A moment after, Hake’s manly tones rose on the still air like the sound of an organ, while he sang one of the ancient airs of his native land, wherein, like the same airs of modern days, were sounded the praises of Scotland’s heather hills and brawling burns—her bonny daughters and her stalwart sons.

To those in the large tent who had listened, with breathless attention and heads half averted, it was evident that song, sentiments, and singer were highly appreciated, from the burst of hearty applause at the conclusion, and the eager demand for another ditty. But Hake protested that his ruling motto was “fair play,” and that the songs must circle round.

“So let it be,” cried Swend.—“Krake, it is your turn next.”

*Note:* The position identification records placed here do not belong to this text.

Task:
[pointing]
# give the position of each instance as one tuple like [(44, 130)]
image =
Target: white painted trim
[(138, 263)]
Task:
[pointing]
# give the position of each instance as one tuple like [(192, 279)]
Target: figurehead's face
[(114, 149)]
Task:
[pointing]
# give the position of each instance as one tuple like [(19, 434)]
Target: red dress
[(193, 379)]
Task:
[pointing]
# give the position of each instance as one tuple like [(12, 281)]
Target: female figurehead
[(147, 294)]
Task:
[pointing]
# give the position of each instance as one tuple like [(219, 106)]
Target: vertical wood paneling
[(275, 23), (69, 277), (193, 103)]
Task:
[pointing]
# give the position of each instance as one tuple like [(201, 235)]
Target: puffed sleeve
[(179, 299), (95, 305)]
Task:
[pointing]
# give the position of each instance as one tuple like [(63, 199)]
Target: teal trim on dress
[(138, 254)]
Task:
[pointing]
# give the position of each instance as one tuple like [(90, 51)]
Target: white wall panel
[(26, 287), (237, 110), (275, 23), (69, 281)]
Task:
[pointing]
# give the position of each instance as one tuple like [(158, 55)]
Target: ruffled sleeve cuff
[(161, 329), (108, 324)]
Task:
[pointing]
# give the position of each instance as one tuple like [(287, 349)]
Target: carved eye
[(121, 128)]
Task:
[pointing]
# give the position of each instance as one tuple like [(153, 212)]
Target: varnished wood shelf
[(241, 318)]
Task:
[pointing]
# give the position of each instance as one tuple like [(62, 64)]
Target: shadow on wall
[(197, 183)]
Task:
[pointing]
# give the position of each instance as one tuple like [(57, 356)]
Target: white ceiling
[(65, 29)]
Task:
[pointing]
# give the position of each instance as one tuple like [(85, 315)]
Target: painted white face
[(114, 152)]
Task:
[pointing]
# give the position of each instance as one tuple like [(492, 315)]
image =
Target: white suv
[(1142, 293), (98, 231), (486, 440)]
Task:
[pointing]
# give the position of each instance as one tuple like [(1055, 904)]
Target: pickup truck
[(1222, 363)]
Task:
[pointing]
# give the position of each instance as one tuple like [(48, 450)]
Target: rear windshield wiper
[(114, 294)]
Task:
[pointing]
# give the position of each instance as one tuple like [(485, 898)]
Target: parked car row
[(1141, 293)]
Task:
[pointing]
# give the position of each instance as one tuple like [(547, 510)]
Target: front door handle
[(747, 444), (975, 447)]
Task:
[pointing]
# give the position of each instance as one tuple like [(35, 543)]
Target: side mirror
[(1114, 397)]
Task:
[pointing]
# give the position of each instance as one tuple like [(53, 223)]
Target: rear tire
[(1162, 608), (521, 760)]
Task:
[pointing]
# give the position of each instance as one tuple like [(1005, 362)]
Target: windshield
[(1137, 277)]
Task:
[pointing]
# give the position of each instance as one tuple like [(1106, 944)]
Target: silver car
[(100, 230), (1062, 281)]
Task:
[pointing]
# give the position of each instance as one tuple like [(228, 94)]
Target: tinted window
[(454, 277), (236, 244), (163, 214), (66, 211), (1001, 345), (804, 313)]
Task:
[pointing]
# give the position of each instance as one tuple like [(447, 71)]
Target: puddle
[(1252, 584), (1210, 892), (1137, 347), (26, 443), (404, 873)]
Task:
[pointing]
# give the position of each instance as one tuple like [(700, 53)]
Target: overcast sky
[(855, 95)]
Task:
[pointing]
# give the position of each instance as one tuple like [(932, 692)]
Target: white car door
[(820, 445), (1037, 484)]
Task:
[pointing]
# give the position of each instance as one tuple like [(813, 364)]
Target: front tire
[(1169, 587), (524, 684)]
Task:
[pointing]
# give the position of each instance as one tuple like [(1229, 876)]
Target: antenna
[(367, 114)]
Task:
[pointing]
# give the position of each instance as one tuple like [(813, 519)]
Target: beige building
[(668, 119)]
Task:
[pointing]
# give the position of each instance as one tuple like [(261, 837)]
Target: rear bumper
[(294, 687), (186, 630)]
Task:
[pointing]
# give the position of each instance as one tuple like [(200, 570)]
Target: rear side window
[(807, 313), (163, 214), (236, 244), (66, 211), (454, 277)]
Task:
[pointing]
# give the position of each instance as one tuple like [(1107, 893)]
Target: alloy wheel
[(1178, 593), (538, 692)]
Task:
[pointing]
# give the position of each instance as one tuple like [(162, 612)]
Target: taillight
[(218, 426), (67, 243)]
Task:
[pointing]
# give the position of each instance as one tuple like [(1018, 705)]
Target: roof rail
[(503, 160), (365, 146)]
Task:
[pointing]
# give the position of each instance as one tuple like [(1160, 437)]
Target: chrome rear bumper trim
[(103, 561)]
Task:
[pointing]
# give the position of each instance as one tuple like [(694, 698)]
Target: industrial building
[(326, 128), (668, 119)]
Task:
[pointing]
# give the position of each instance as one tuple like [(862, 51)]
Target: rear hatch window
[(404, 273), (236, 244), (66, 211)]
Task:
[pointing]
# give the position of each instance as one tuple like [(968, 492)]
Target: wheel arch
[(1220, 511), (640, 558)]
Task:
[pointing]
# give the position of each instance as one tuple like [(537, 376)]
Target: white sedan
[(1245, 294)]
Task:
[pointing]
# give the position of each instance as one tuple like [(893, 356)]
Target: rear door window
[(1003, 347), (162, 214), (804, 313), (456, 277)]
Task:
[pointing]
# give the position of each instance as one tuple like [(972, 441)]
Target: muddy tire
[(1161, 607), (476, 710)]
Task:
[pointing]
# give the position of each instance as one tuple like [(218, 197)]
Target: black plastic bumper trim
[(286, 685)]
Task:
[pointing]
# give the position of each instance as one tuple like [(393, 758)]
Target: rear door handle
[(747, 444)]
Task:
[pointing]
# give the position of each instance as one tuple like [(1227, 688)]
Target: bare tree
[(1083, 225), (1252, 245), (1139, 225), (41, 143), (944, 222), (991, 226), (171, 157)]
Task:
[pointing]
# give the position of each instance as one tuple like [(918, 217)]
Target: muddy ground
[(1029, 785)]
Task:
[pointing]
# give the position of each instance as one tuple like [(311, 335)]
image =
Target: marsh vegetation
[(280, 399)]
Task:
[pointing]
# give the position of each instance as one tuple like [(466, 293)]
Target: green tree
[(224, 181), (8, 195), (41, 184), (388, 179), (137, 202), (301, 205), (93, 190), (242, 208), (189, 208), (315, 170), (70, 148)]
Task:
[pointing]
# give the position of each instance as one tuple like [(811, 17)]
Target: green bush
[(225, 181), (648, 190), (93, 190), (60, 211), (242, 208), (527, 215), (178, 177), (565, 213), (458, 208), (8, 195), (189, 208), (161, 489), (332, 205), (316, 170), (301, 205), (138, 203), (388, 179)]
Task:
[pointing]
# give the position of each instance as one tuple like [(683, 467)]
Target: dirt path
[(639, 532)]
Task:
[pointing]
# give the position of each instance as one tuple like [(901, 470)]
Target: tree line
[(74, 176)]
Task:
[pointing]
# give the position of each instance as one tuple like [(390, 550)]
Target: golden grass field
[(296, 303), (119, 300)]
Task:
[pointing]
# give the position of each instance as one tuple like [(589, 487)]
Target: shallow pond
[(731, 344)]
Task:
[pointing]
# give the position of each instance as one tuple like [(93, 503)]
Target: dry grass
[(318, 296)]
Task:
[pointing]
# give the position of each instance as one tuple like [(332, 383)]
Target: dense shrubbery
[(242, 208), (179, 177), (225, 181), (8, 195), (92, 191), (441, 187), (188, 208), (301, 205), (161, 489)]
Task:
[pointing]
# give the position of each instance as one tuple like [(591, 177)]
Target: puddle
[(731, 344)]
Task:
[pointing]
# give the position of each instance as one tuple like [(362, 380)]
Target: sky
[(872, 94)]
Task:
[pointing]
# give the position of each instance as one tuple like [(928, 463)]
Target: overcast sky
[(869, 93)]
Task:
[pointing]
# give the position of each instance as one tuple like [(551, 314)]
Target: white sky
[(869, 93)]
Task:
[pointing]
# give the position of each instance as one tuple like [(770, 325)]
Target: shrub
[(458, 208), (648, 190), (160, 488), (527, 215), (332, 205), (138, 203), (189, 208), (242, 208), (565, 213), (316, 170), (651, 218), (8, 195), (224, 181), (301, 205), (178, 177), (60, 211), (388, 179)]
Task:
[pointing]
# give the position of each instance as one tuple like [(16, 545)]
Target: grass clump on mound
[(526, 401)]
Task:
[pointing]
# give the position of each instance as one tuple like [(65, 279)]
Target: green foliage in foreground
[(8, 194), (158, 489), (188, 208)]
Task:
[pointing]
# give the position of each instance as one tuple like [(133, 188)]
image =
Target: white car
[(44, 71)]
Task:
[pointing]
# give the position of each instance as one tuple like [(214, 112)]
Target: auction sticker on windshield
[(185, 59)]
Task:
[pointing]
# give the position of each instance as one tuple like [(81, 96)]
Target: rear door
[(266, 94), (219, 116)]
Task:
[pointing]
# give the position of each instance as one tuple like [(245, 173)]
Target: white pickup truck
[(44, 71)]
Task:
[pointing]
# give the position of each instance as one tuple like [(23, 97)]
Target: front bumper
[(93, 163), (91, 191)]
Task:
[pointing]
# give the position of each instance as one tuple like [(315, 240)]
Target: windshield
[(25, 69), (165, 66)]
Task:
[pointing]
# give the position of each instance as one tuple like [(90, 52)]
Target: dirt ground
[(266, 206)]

“I won’t keep ye waiting,” said that worthy, “though I might do it, too, if I was to put off time selecting from the songs of old Ireland, for it’s endless they are—and in great variety. Sure, I could give ye songs about hills and streams that are superior to Scotland’s burns and braes any day—almost up to those of Gamle Norge if they were a bit higher—the hills I mean, not the songs, which are too high already for a man with a low voice—and I could sing ye a lament that would make ye shed tears enough to wash us all off the spit of land here into the sea; but that’s not in my way. I’m fond of a lively ditty, so here you are.”

With that Krake struck up an air in which it was roundly asserted that Ireland was the finest country in the world (except Iceland, as he stopped in his song to remark); that Irish boys and girls lived in a state of perpetual hilarity and good-will, and that the boys displayed this amiable and pleasant condition chiefly in the way of kissing the girls and cracking each other’s crowns.